Vacation to Alabama, Mississippi and Louisiana at  5 a.m. departure.

Arrived in Birmingham, Alabama and drove to the Moundville Archaeological Site, a Mississippian culture archaeological site on the Black Warrior River in Hale County, near the city of Tuscaloosa, Alabama. Extensive archaeological investigation has shown that the site was the political and ceremonial center of a regionally organized Mississippian culture chiefdom polity between the 11th and 16th centuries. The archaeological park portion of the site is administered by the University of Alabama Museums and encompasses 185 acres, consisting of 29 platform mounds around a rectangular plaza.

Engraved stone palette from Moundville

The site was declared a National Historic Landmark in 1964 and was added to the National Register of Historic Places in 1966.

Moundville is the second-largest site in the United States of the classic Middle Mississippian era, after Cahokia in Illinois. The culture was expressed in villages and chiefdoms throughout the central Mississippi River Valley, the lower Ohio River Valley, and most of the Mid-South area, including Kentucky, Tennessee, Alabama, and Mississippi as the core of the classic Mississippian culture area.

The site was occupied by Native Americans of the Mississippian culture from around 1000 AD to 1450 AD. Around 1150 AD the settlement's leaders began their rise from a local to a regional center, known as a chiefdom. At its height, the community took the form of a roughly 300-acre residential and political area, protected on three sides by a bastioned wooden palisade wall. The remaining side was protected by the river bluff.

The largest platform mounds were built on the northern edge of the plaza; they become increasingly smaller going either clockwise or counter clockwise around the plaza to the south. Scholars theorize that the highest-ranking clans occupied the large northern mounds, with the smaller mounds' supporting buildings used for residences, mortuary, and other purposes. A total of 29 mounds remain on the site.

Of the two largest mounds in the group, Mound A occupies a central position in the great plaza, and Mound B lies just to the north. It is a steep, 58 feet-tall pyramidal mound with two access ramps.

Archaeologists have also found evidence at the site of borrow pits, other public buildings, and a dozen small houses constructed of pole and thatch.
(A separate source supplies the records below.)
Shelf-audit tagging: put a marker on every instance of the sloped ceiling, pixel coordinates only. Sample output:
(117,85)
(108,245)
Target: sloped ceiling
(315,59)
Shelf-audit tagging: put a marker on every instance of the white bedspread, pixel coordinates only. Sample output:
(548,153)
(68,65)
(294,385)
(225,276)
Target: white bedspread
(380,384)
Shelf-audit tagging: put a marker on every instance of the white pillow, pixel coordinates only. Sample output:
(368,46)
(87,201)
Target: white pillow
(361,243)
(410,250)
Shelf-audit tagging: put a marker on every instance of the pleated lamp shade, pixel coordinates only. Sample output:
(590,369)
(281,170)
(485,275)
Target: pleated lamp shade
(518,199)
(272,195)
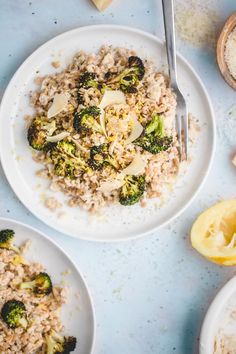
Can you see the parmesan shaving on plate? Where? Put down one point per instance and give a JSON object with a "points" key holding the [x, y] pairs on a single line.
{"points": [[59, 104], [137, 128], [58, 137], [109, 186], [101, 4], [136, 167], [112, 97]]}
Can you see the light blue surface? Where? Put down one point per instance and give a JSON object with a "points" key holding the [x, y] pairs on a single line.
{"points": [[151, 294]]}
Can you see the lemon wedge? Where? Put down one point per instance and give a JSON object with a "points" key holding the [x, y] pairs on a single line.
{"points": [[213, 234]]}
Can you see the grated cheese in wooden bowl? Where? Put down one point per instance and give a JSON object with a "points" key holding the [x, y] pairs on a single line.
{"points": [[230, 53]]}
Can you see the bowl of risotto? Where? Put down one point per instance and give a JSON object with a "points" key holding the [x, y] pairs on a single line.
{"points": [[95, 126]]}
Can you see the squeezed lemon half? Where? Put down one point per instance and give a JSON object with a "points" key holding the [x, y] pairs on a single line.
{"points": [[213, 234]]}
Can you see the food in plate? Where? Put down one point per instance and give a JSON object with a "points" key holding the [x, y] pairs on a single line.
{"points": [[104, 129], [29, 304], [214, 233], [102, 4]]}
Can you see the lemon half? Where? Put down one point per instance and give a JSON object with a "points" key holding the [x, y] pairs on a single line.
{"points": [[213, 234]]}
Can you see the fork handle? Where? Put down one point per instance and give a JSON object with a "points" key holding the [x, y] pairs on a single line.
{"points": [[168, 15]]}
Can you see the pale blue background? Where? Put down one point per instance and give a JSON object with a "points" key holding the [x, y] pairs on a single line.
{"points": [[151, 294]]}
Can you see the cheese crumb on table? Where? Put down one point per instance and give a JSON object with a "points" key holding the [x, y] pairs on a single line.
{"points": [[101, 4], [230, 53]]}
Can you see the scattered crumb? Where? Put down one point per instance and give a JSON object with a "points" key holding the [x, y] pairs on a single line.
{"points": [[38, 80], [56, 64], [66, 272], [196, 23], [52, 204]]}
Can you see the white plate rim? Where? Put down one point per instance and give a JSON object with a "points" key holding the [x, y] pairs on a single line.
{"points": [[207, 333], [206, 172], [90, 299]]}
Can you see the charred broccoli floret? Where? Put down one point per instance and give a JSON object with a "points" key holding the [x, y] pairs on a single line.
{"points": [[13, 314], [6, 238], [130, 77], [40, 285], [88, 80], [132, 190], [58, 344], [100, 157], [39, 130], [66, 163], [154, 139], [87, 120]]}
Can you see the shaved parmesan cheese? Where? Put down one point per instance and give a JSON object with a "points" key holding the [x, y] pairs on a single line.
{"points": [[58, 137], [136, 167], [102, 121], [112, 97], [109, 186], [101, 4], [59, 104], [137, 129]]}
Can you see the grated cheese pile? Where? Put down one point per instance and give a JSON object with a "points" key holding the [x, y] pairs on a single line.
{"points": [[196, 23], [230, 53]]}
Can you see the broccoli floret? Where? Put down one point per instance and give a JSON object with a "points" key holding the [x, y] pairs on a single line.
{"points": [[132, 190], [38, 131], [66, 163], [40, 285], [130, 77], [6, 238], [58, 344], [87, 120], [153, 138], [100, 157], [13, 314]]}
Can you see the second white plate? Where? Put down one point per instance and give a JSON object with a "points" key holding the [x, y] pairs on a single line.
{"points": [[116, 222], [77, 315]]}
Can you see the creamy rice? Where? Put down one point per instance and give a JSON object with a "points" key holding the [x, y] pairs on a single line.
{"points": [[153, 95]]}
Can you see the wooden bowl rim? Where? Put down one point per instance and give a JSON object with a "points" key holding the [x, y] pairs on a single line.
{"points": [[229, 25]]}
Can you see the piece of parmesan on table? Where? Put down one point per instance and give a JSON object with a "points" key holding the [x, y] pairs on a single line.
{"points": [[101, 4]]}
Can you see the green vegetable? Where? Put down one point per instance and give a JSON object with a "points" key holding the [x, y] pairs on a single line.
{"points": [[40, 285], [38, 131], [58, 344], [100, 157], [132, 190], [154, 139], [13, 314], [129, 78], [87, 120], [6, 238]]}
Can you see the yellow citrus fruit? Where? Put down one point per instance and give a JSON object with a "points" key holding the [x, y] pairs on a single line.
{"points": [[213, 234]]}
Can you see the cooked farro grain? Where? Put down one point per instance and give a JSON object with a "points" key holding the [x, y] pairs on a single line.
{"points": [[150, 95]]}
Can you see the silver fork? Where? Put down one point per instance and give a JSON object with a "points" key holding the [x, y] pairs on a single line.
{"points": [[181, 109]]}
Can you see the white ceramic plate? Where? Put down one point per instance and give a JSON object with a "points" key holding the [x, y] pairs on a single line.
{"points": [[116, 222], [219, 317], [77, 314]]}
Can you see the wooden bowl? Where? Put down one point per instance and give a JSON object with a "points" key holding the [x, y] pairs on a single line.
{"points": [[230, 24]]}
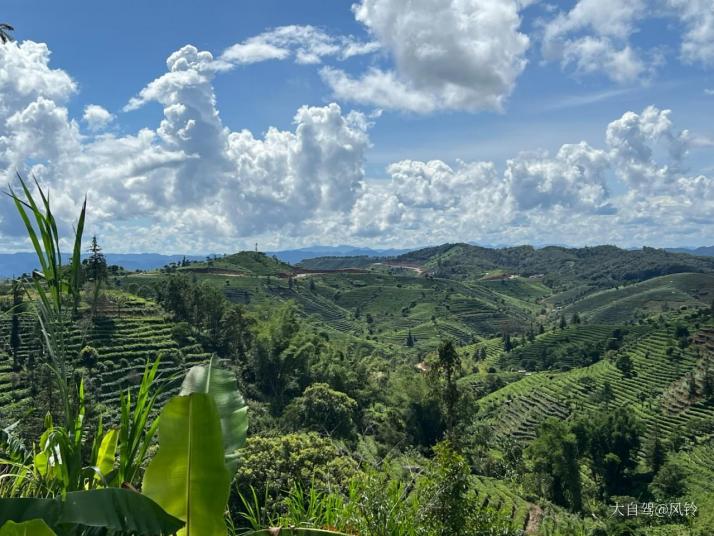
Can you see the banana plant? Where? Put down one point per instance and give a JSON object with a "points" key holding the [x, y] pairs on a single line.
{"points": [[34, 527], [135, 432], [55, 287], [113, 509], [188, 476], [221, 385]]}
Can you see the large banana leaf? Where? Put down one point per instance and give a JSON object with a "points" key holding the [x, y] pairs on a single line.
{"points": [[293, 531], [107, 453], [188, 477], [27, 509], [35, 527], [221, 385], [115, 509], [118, 509]]}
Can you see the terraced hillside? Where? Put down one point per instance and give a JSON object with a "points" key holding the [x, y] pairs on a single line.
{"points": [[128, 332], [666, 392], [652, 296], [560, 268]]}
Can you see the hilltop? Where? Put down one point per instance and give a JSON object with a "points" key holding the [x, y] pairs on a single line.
{"points": [[559, 266]]}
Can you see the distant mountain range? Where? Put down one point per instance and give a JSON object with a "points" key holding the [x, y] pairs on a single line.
{"points": [[705, 251], [18, 263], [12, 264]]}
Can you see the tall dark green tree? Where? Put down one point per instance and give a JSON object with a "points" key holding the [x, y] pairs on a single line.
{"points": [[554, 458], [95, 271], [615, 440], [448, 369], [15, 337], [96, 263]]}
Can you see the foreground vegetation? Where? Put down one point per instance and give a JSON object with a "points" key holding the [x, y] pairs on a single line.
{"points": [[453, 390]]}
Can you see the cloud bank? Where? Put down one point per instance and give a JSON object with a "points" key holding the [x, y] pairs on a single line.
{"points": [[192, 184]]}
Archaeologists have interpreted this community plan as a sociogram, an architectural depiction of a social order based on ranked clans. According to this model, the Moundville community was segmented into a variety of different clan precincts, the ranked positions of which were represented in the size and arrangement of paired earthen mounds around the central plaza. By 1300, the site was being used more as a religious and political center than as a residential town. This signaled the beginning of a decline, and by 1500 most of the area was abandoned.